Automatic Subsetting Services

Some hosting platforms subset fonts automatically without manual tooling:

  • Google Fonts — Splits fonts by unicode-range and serves only the slices containing characters used on the page. This is CSS-level subsetting, not file-level, but the effect is similar
  • Cloudflare Fonts (beta) — When enabled, Cloudflare intercepts Google Fonts requests and rewrite them to serve self-hosted, optimized versions with automatic subsetting
  • Next.js next/font — Automatically subsets Google Fonts at build time and self-hosts them. The default subset is Latin
  • Netlify — Offers automatic font optimization that includes subsetting when serving Google Fonts

These automatic services work well for the common case (Google Fonts, Latin text) but give less control than manual subsetting. For custom fonts or non-Latin languages, use pyftsubset.

When NOT to Subset

Subsetting is not always appropriate. Skip it when:

  • Multilingual CMS with user-generated content: If users can write in any language (think WordPress with international authors), you can't predict which characters they'll use. Subsetting to Latin breaks non-Latin content. Use unicode-range splitting instead — load full character set support but in language-specific chunks
  • CJK content: Chinese, Japanese, and Korean each need thousands of characters. A "subset" of 5,000 CJK characters is still 300+ KB. For CJK, unicode-range splitting (Google Fonts uses ~100 slices) is more practical than static subsetting
  • Code editors and terminals: Monospace fonts in code environments need box-drawing characters (U+2500-257F), mathematical symbols, arrows, and other technical glyphs. Subsetting to Latin breaks code rendering
  • Icon fonts: Every glyph in an icon font is intentionally there. Subsetting removes icons you might use later. If you want fewer icon glyphs, use the icon library's built-in subsetting (FontAwesome's kit builder) or switch to SVG icons

Combining Subsetting with unicode-range CSS

The optimal approach combines file-level subsetting (smaller files) with CSS-level unicode-range (conditional loading):

/* Latin subset — always loaded for English content */
@font-face {
  font-family: 'Noto Sans';
  src: url('/fonts/noto-sans-latin.woff2') format('woff2');
  unicode-range: U+0000-00FF, U+0131, U+0152-0153, U+2000-206F, U+20AC;
  font-display: swap;
}

/* Greek subset — loaded only if Greek characters appear */
@font-face {
  font-family: 'Noto Sans';
  src: url('/fonts/noto-sans-greek.woff2') format('woff2');
  unicode-range: U+0370-03FF;
  font-display: swap;
}

/* Cyrillic subset — loaded only if Cyrillic characters appear */
@font-face {
  font-family: 'Noto Sans';
  src: url('/fonts/noto-sans-cyrillic.woff2') format('woff2');
  unicode-range: U+0400-04FF;
  font-display: swap;
}

Each file is subsetted to contain only the characters in its unicode-range. The browser only downloads the files whose ranges match characters on the page. An English page loads 28 KB. A page mixing English and Russian loads 28 KB + 30 KB = 58 KB. A page with all three loads all three files. This is the approach Google Fonts uses internally, and it's the gold standard for multilingual font delivery.
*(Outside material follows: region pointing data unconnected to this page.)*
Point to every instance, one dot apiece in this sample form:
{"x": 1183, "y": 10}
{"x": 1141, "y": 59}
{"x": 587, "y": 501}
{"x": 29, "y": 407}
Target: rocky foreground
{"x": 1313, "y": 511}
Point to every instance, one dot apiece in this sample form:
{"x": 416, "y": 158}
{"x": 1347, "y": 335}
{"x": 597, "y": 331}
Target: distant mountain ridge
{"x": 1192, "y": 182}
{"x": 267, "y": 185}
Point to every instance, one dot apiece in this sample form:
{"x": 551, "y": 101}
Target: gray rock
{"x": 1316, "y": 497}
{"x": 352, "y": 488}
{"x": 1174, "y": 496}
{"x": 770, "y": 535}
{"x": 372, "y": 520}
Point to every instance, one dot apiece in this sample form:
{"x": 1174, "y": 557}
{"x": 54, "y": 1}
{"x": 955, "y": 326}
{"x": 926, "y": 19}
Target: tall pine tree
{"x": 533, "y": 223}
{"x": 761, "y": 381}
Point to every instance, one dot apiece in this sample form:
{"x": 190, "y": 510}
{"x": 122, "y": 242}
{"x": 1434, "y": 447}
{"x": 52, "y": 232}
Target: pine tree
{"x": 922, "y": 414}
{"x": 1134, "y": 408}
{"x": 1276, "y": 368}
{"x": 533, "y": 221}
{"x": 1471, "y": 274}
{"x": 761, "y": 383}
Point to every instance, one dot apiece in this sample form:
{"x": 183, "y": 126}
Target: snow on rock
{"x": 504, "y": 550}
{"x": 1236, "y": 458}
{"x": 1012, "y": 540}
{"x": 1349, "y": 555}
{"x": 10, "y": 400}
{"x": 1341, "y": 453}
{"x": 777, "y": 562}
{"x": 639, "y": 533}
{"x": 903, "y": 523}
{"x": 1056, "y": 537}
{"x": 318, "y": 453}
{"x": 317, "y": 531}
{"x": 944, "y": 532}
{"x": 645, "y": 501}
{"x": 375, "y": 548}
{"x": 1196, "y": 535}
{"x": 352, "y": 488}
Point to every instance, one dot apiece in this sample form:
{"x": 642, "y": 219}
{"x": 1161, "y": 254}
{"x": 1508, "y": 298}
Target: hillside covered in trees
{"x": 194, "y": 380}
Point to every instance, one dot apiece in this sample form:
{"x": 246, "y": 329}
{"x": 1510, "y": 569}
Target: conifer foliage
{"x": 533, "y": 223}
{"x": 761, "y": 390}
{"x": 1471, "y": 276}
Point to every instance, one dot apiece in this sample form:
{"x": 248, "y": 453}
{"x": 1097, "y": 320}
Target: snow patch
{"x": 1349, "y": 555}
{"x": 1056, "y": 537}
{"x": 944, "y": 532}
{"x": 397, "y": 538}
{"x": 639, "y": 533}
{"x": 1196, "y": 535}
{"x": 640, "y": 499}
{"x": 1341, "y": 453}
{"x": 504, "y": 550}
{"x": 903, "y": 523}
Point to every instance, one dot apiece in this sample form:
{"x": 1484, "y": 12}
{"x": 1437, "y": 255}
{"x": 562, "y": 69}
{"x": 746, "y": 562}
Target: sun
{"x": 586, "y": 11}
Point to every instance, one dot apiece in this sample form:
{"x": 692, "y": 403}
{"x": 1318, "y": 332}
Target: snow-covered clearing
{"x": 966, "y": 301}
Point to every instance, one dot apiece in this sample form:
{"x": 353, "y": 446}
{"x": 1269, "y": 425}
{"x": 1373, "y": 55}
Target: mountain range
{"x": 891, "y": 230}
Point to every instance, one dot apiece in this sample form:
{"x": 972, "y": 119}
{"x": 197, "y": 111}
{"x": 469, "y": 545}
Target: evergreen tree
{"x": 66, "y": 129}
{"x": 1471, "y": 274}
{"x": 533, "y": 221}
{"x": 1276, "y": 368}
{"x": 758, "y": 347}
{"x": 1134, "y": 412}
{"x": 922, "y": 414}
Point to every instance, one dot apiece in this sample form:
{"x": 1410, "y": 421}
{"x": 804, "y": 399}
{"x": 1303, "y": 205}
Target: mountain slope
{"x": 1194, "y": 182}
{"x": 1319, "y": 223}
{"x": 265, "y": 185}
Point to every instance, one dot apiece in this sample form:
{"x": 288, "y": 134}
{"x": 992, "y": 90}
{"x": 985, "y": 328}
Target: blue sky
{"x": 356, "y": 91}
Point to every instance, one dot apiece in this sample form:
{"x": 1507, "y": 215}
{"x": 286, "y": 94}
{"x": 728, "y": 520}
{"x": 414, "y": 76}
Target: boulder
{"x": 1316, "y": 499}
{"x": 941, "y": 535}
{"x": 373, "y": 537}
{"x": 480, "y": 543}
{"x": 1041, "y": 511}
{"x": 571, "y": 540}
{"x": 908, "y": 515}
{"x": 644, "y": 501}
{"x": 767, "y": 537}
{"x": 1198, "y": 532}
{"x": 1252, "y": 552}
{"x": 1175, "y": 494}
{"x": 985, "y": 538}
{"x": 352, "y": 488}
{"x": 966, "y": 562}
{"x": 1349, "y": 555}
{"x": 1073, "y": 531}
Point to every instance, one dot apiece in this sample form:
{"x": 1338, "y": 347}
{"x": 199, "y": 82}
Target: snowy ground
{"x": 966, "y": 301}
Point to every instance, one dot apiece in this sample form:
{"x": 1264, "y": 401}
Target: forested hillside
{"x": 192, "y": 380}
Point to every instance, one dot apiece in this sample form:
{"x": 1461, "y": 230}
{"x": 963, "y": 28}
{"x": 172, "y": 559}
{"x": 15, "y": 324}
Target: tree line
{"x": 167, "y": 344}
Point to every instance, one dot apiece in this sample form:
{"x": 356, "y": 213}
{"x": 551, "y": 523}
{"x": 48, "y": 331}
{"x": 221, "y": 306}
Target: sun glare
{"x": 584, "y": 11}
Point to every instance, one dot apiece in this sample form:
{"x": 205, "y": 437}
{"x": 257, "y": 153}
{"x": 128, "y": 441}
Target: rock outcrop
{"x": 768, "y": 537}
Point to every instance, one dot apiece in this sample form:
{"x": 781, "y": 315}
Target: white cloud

Subsetting is the highest-impact, lowest-effort font optimization. Run pyftsubset once, save 65-98% of font weight, deploy the smaller files. For an English-only site using Inter, you go from 132 KB to 35 KB per weight. For four weights, that's 388 KB saved — the equivalent of removing several large images from your page load.

If your fonts are in TTF or OTF format, convert them to WOFF2 first, then subset. If they're already WOFF2, convert to TTF, subset with pyftsubset and --flavor=woff2 to get a subsetted WOFF2 directly. The process takes seconds and the results are permanent.